XML 40 R29.htm IDEA: XBRL DOCUMENT v3.20.2
Subsequent Events
3 Months Ended
Mar. 31, 2020
Subsequent Events  
Subsequent Events

22. Subsequent Events:

 

On May 5, 2020, a lawsuit styled Schulze v. Hallmark Financial Services, Inc., et. al (Case No. 3:20-cv-01130) was filed in the U.S. District Court for the Northern District of Texas, Dallas Division.  The Company, its Chief Executive Officer and its Chief Financial Officer are named defendants in the lawsuit brought on behalf of a putative class of shareholders who acquired Hallmark securities between March 5, 2019 and March 17, 2020. In general, the complaint alleges that the defendants violated the Securities Exchange Act of 1934 by failing to disclose that (a) the Company lacked effective internal controls over financial reporting related to its reserves for unpaid losses, (b) the Company improperly accounted for reserves for unpaid losses, (c) the Company would be forced to report $63.8 million of prior year net adverse loss development, (d) the Company would exit the contract binding line of its commercial automobile primary insurance business, and (e) the defendants’ positive statements about the Company’s business, operations and prospects were materially misleading and/or lacked a reasonable basis.

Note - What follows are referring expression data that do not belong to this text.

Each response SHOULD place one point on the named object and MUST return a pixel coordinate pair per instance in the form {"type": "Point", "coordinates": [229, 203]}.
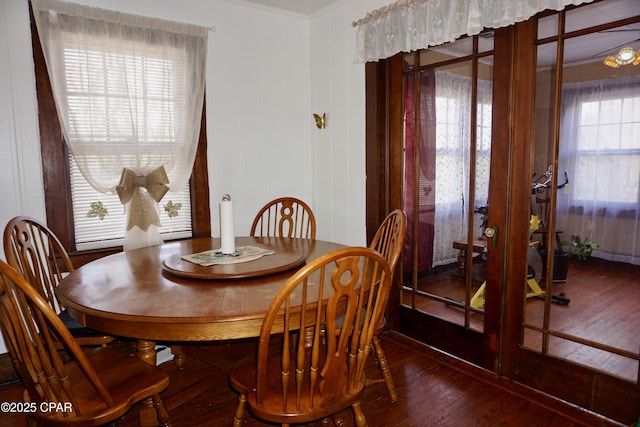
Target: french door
{"type": "Point", "coordinates": [459, 136]}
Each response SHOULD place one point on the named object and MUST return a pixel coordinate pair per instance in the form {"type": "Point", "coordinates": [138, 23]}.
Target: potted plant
{"type": "Point", "coordinates": [579, 248]}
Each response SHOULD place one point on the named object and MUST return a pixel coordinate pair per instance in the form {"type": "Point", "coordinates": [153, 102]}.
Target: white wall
{"type": "Point", "coordinates": [267, 72]}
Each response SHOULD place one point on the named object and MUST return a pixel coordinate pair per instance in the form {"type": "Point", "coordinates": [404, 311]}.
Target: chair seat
{"type": "Point", "coordinates": [270, 409]}
{"type": "Point", "coordinates": [129, 383]}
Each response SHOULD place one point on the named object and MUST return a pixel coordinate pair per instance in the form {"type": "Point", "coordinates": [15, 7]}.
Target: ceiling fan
{"type": "Point", "coordinates": [625, 54]}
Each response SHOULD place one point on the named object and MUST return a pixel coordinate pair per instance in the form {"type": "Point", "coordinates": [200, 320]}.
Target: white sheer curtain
{"type": "Point", "coordinates": [409, 25]}
{"type": "Point", "coordinates": [129, 93]}
{"type": "Point", "coordinates": [600, 151]}
{"type": "Point", "coordinates": [453, 148]}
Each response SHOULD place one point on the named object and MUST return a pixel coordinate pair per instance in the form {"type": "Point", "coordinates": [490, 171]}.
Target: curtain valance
{"type": "Point", "coordinates": [409, 25]}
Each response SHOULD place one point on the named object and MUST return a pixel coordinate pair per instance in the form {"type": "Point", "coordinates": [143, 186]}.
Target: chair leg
{"type": "Point", "coordinates": [161, 412]}
{"type": "Point", "coordinates": [238, 417]}
{"type": "Point", "coordinates": [358, 415]}
{"type": "Point", "coordinates": [384, 369]}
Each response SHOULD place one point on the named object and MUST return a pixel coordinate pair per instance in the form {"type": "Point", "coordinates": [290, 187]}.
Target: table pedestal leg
{"type": "Point", "coordinates": [179, 357]}
{"type": "Point", "coordinates": [146, 351]}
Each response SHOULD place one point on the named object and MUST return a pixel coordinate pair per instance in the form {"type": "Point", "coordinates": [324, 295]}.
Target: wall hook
{"type": "Point", "coordinates": [321, 121]}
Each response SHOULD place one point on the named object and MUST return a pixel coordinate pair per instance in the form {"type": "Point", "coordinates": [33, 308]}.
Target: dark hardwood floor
{"type": "Point", "coordinates": [434, 390]}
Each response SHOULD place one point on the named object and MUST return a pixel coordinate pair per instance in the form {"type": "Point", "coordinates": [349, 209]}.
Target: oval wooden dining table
{"type": "Point", "coordinates": [150, 294]}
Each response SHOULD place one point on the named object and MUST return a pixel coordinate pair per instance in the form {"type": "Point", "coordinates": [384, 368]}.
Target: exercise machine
{"type": "Point", "coordinates": [534, 259]}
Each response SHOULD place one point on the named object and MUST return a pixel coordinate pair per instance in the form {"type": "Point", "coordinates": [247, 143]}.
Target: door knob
{"type": "Point", "coordinates": [492, 233]}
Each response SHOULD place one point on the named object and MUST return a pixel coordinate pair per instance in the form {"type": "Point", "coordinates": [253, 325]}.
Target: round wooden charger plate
{"type": "Point", "coordinates": [267, 264]}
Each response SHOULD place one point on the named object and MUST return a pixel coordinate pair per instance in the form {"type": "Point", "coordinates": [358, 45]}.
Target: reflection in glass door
{"type": "Point", "coordinates": [587, 123]}
{"type": "Point", "coordinates": [447, 149]}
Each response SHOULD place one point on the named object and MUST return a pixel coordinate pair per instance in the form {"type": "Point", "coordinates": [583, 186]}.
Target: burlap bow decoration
{"type": "Point", "coordinates": [143, 211]}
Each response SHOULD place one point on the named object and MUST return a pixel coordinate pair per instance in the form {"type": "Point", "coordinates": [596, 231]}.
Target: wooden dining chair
{"type": "Point", "coordinates": [323, 373]}
{"type": "Point", "coordinates": [388, 241]}
{"type": "Point", "coordinates": [285, 217]}
{"type": "Point", "coordinates": [95, 388]}
{"type": "Point", "coordinates": [35, 251]}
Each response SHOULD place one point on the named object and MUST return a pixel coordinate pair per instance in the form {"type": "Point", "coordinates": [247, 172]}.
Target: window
{"type": "Point", "coordinates": [67, 215]}
{"type": "Point", "coordinates": [607, 144]}
{"type": "Point", "coordinates": [99, 219]}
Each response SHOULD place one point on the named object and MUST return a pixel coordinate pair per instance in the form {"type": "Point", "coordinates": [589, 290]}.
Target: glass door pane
{"type": "Point", "coordinates": [448, 110]}
{"type": "Point", "coordinates": [587, 124]}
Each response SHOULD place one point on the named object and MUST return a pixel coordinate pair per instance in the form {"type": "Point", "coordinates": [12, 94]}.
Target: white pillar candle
{"type": "Point", "coordinates": [227, 238]}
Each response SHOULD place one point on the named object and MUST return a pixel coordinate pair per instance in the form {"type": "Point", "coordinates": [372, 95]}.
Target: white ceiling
{"type": "Point", "coordinates": [303, 7]}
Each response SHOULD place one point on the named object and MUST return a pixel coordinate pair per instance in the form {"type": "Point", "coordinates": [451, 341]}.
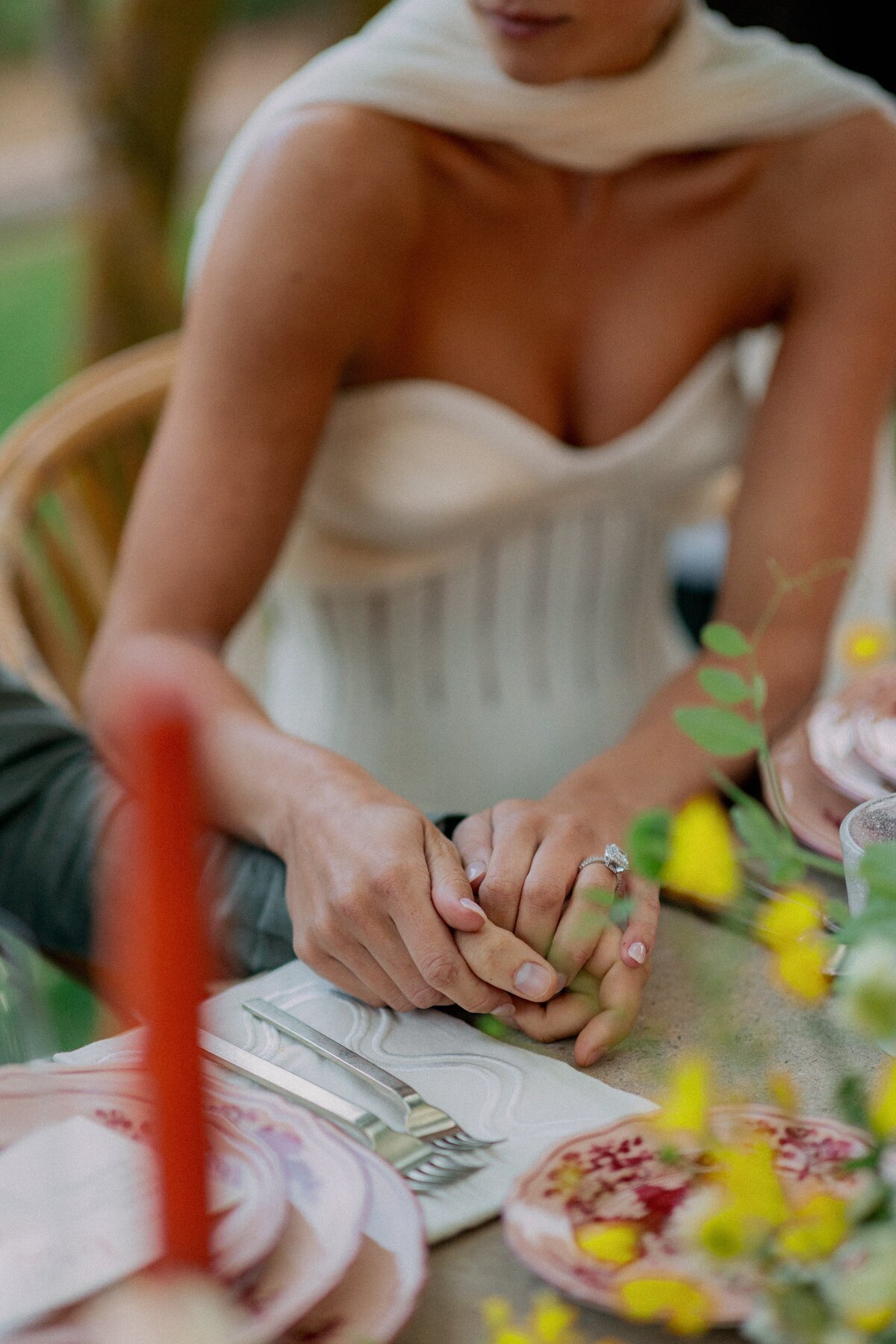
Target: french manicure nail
{"type": "Point", "coordinates": [534, 981]}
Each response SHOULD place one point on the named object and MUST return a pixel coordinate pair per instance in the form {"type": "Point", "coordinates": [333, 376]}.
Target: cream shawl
{"type": "Point", "coordinates": [426, 60]}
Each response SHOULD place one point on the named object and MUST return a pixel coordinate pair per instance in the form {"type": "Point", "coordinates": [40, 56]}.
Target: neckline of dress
{"type": "Point", "coordinates": [523, 436]}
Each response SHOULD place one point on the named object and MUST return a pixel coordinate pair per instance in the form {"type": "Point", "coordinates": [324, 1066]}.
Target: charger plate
{"type": "Point", "coordinates": [618, 1175]}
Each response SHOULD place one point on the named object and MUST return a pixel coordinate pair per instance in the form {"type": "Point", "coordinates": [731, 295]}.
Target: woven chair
{"type": "Point", "coordinates": [67, 475]}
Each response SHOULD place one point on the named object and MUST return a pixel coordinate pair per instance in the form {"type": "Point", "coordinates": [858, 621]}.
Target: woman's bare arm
{"type": "Point", "coordinates": [300, 276]}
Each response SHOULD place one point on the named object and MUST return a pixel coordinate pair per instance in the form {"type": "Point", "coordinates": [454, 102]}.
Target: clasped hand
{"type": "Point", "coordinates": [383, 906]}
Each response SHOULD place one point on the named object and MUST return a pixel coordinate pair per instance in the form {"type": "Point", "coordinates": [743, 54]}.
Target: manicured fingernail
{"type": "Point", "coordinates": [534, 981]}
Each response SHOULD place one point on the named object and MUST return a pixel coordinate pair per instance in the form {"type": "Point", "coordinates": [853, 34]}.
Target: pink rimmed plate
{"type": "Point", "coordinates": [812, 806]}
{"type": "Point", "coordinates": [341, 1278]}
{"type": "Point", "coordinates": [246, 1176]}
{"type": "Point", "coordinates": [321, 1175]}
{"type": "Point", "coordinates": [379, 1293]}
{"type": "Point", "coordinates": [832, 730]}
{"type": "Point", "coordinates": [618, 1175]}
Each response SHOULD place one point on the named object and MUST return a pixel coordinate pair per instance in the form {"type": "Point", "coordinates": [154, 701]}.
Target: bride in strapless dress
{"type": "Point", "coordinates": [464, 346]}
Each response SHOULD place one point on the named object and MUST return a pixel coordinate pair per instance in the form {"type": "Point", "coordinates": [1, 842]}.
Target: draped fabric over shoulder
{"type": "Point", "coordinates": [465, 605]}
{"type": "Point", "coordinates": [425, 60]}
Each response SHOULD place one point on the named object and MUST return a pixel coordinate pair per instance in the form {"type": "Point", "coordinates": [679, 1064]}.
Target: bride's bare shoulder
{"type": "Point", "coordinates": [847, 167]}
{"type": "Point", "coordinates": [833, 193]}
{"type": "Point", "coordinates": [332, 176]}
{"type": "Point", "coordinates": [358, 152]}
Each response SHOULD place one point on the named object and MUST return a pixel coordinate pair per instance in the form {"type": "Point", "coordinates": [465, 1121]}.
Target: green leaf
{"type": "Point", "coordinates": [759, 692]}
{"type": "Point", "coordinates": [768, 840]}
{"type": "Point", "coordinates": [648, 843]}
{"type": "Point", "coordinates": [719, 732]}
{"type": "Point", "coordinates": [879, 870]}
{"type": "Point", "coordinates": [724, 640]}
{"type": "Point", "coordinates": [724, 685]}
{"type": "Point", "coordinates": [852, 1101]}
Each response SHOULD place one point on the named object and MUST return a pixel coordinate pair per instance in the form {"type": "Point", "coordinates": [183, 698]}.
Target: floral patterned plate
{"type": "Point", "coordinates": [618, 1175]}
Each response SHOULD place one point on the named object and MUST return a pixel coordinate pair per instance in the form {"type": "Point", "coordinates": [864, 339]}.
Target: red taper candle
{"type": "Point", "coordinates": [168, 964]}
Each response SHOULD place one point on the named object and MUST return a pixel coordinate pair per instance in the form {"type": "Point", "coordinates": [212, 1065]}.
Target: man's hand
{"type": "Point", "coordinates": [601, 1004]}
{"type": "Point", "coordinates": [523, 859]}
{"type": "Point", "coordinates": [371, 887]}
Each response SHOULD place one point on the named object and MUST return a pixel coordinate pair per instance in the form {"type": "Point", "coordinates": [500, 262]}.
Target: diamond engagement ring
{"type": "Point", "coordinates": [613, 858]}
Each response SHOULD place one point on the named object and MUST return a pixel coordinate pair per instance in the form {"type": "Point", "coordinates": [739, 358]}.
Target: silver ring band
{"type": "Point", "coordinates": [613, 859]}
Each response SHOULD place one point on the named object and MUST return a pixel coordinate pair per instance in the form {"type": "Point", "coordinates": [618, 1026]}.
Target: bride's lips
{"type": "Point", "coordinates": [520, 23]}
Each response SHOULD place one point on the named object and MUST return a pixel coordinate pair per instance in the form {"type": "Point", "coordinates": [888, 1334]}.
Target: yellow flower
{"type": "Point", "coordinates": [883, 1112]}
{"type": "Point", "coordinates": [750, 1179]}
{"type": "Point", "coordinates": [867, 643]}
{"type": "Point", "coordinates": [793, 927]}
{"type": "Point", "coordinates": [802, 969]}
{"type": "Point", "coordinates": [617, 1243]}
{"type": "Point", "coordinates": [551, 1323]}
{"type": "Point", "coordinates": [726, 1234]}
{"type": "Point", "coordinates": [682, 1305]}
{"type": "Point", "coordinates": [568, 1177]}
{"type": "Point", "coordinates": [553, 1320]}
{"type": "Point", "coordinates": [790, 917]}
{"type": "Point", "coordinates": [687, 1102]}
{"type": "Point", "coordinates": [872, 1319]}
{"type": "Point", "coordinates": [815, 1230]}
{"type": "Point", "coordinates": [702, 859]}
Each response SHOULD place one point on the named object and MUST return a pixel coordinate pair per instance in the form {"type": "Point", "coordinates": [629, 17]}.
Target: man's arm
{"type": "Point", "coordinates": [57, 808]}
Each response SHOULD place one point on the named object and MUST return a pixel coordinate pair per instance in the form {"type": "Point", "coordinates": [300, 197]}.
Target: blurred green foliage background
{"type": "Point", "coordinates": [27, 25]}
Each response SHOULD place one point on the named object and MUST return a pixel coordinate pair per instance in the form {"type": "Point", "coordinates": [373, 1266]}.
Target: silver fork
{"type": "Point", "coordinates": [422, 1120]}
{"type": "Point", "coordinates": [422, 1167]}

Defendants’ responsive pleading is not yet due and has not been filed. The litigation is in its initial stages and we are unable to reasonably predict its potential outcome. The Company, however, believes that the lawsuit is without merit and intends to vigorously defend the claims. The Company’s current policy is to expense legal costs as incurred. Historically, the Company has not carried director and officer liability insurance and does not currently hold such a policy.

 

On July 16, 2020, five of the property/casualty insurance subsidiaries of Hallmark, American Hallmark Insurance Company of Texas, Hallmark Specialty Insurance Company, Hallmark Insurance Company, Hallmark County Mutual Insurance Company and Hallmark National Insurance Company (collectively, the “Hallmark Insurers”), entered into a Loss Portfolio Transfer Reinsurance Contract effective as of January 1, 2020 (the “LPT Contract”) with DARAG Bermuda Ltd. (“DARAG Bermuda”) and DARAG Insurance (Guernsey) Limited (“DARAG Guernsey” and, collectively with DARAG Bermuda, the “Reinsurers”).  The LPT Contract is anticipated to close on or before August 31, 2020, subject to regulatory approval and other customary closing conditions.

 

Pursuant to the LPT Contract, (a) the Hallmark Insurers will  cede to the Reinsurers all existing and future claims for losses occurring on or prior to December 31, 2019 on the binding primary commercial automobile liability insurance policies and the brokerage primary commercial automobile liability insurance policies issued by the Hallmark Insurers (the “Subject Business”) up to an aggregate limit of $240.0 million, with (i) the first layer of $151.2 million in reinsurance provided by DARAG Bermuda, (ii) the Hallmark Insurers retaining a loss corridor of the next $24.9 million in losses on the Subject Business, (iii) DARAG Bermuda reinsuring a second layer of $27.8 million above the first layer and the Hallmark Insurers’ loss corridor, and (iv) DARAG Guernsey reinsuring the top layer of $36.1 million in losses on the Subject Business, in each case net of third-party reinsurance and other recoveries; (b) the Hallmark Insurers will continue to manage and retain the benefit of other third-party reinsurance on the Subject Business; (c) the Hallmark Insurers will pay the Reinsurers a reinsurance premium calculated as $172.9 million less net claims paid prior to the closing date on the subject business; and (d) at closing, the parties will enter into a Trust Agreement and a Services Agreement, the forms of which are exhibits to the LPT Contract .  Pursuant to the LPT Contract and the Trust Agreement, the Reinsurers will initially deposit into a collateral trust account as security for the Reinsurers’ obligations to the Hallmark Insurers the sum of $179.0 million less losses paid from January 1, 2020 through the closing date, which amount is subject to subsequent adjustment to be not less than 120% of the Hallmark Insurers’ net reserves on the Subject Business less any amounts due from third-party reinsurers.  Pursuant to the LPT Contract and the Services Agreement, the Reinsurers will assume responsibility for certain administrative services, including claims handling, for the Subject Business.